MY SPEECH AT LAUNCH OF GOOD RELATIONS AWARDS 2023
08/11/2022
This morning saw the launch of the Northern Ireland Good Relations Awards 2023. They were held at The Hill of O'Neill & Ranfurly House in Dungannon. Fr Martin Magill and I were honoured to receive the Civic Leadership Award in 2016 and were asked to say a few words about what the award meant to us.
I better be careful to get this right. My notes are on the page across from Sunday’s sermon. Well actually, while I have you... I ended my sermon on Sunday with words from a new book by James K A Smith, a Professor at Calvin College in Grand Rapids, Michigan. He writes:
“Our past is not what we have left behind; it’s what we carry. It’s like we have been handed a massive ring of jangling keys. Some of them unlock possible futures. Some of them have enchained our neighbours. We are thrown into the situation of trying to discern which is which."
I have brought my Award with me today. Firstly it means a lot to me and secondly my daughter won an Award at Stranmillis College and so mine that used to sit on the mantel piece is now on the hearth! I wanted to lift it up again.
The Award meant a lot to me for various reasons. As someone said at the time I wasn’t getting it from my denomination who actually paid no attention to me winning it. It meant a lot that it came from civic society.
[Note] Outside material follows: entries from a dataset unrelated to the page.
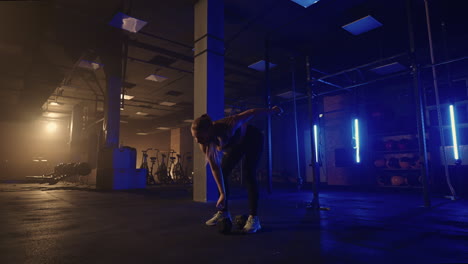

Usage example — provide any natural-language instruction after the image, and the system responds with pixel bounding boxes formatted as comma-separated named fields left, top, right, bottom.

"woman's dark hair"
left=192, top=114, right=222, bottom=164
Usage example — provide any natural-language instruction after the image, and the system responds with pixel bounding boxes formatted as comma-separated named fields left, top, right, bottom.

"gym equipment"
left=234, top=215, right=249, bottom=229
left=387, top=158, right=400, bottom=169
left=399, top=157, right=411, bottom=169
left=140, top=148, right=156, bottom=185
left=216, top=218, right=232, bottom=234
left=397, top=138, right=412, bottom=150
left=75, top=162, right=91, bottom=176
left=406, top=174, right=420, bottom=186
left=391, top=175, right=406, bottom=186
left=385, top=139, right=397, bottom=151
left=374, top=158, right=387, bottom=168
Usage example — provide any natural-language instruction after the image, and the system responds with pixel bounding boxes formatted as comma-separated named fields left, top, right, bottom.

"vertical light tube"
left=449, top=105, right=460, bottom=160
left=354, top=118, right=361, bottom=163
left=314, top=125, right=318, bottom=163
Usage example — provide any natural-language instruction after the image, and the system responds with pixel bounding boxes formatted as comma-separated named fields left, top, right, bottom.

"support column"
left=193, top=0, right=224, bottom=202
left=69, top=104, right=83, bottom=162
left=96, top=21, right=141, bottom=190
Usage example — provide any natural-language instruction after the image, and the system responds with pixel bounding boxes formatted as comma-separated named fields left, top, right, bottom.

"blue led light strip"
left=314, top=125, right=318, bottom=163
left=354, top=118, right=361, bottom=163
left=449, top=105, right=460, bottom=160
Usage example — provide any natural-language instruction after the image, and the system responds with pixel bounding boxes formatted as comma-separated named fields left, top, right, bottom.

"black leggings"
left=221, top=125, right=263, bottom=216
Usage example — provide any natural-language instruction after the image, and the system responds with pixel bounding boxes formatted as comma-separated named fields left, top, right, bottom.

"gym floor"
left=0, top=183, right=468, bottom=264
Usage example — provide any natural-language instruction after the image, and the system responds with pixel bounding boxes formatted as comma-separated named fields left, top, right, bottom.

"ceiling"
left=0, top=0, right=468, bottom=134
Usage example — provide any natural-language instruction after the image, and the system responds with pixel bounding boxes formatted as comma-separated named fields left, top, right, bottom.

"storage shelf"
left=379, top=185, right=423, bottom=189
left=373, top=149, right=419, bottom=154
left=369, top=131, right=418, bottom=137
left=381, top=168, right=421, bottom=171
It meant a lot that I won it jointly with Fr Martin. This was an Award given for friendship. A very remarkable friendship for sure. I look back at Kairos moments in my life. Life changers. My conversion experience as teenager, my call to ministry, meeting my wife for the first time. Another such moment was meeting Martin. We both left our first cup of coffee wondering what just happened. It was like a vocational call to friendship that we knew was going to go somewhere and little did we know where.
It also meant a lot for me to share it with Fitzroy a congregation who encourages me in all this peacemaking. And the 4 Corners Festival committee and board. This was for them and the work that they do for the Festival.
My family. The photo of this trophy with my Janice and Caitlin and Jasmine is a treasure. They sacrificed for me to do what I do.
And my mum. She passed away just a few months after we received the award and I hope it told her that I wasn’t wasting my life.
The day we received the award Peter Osborne asked me what it meant to me. I told him that I hoped that it would see me through the down moments, the difficult times. That when I felt like giving up I would look at the award and it would lift me and keep me going. I think it has.
A few months ago Martin and I went into spend some time with Pope Francis. A couple of days later another denomination wrote to a news paper trying to get me sacked. That is when I look at the Award even if it is now on the hearth.
Also, whether Martin and I should meet the Pope, you gotta think, “It’s like we have been handed a massive ring of jangling keys. Some of them unlock possible futures. Some of them have enchained our neighbours.”
So thank you so much for this Award. As the ancient text says, “let us consider how to spur one another on towards love and good deeds” (Hebrew 10:24). Thank you for spurring me on!
The James K A Smith’s book that I quote is How To Inhabit Time; Understanding The Past, Facing The Future, Living Faithfully Now.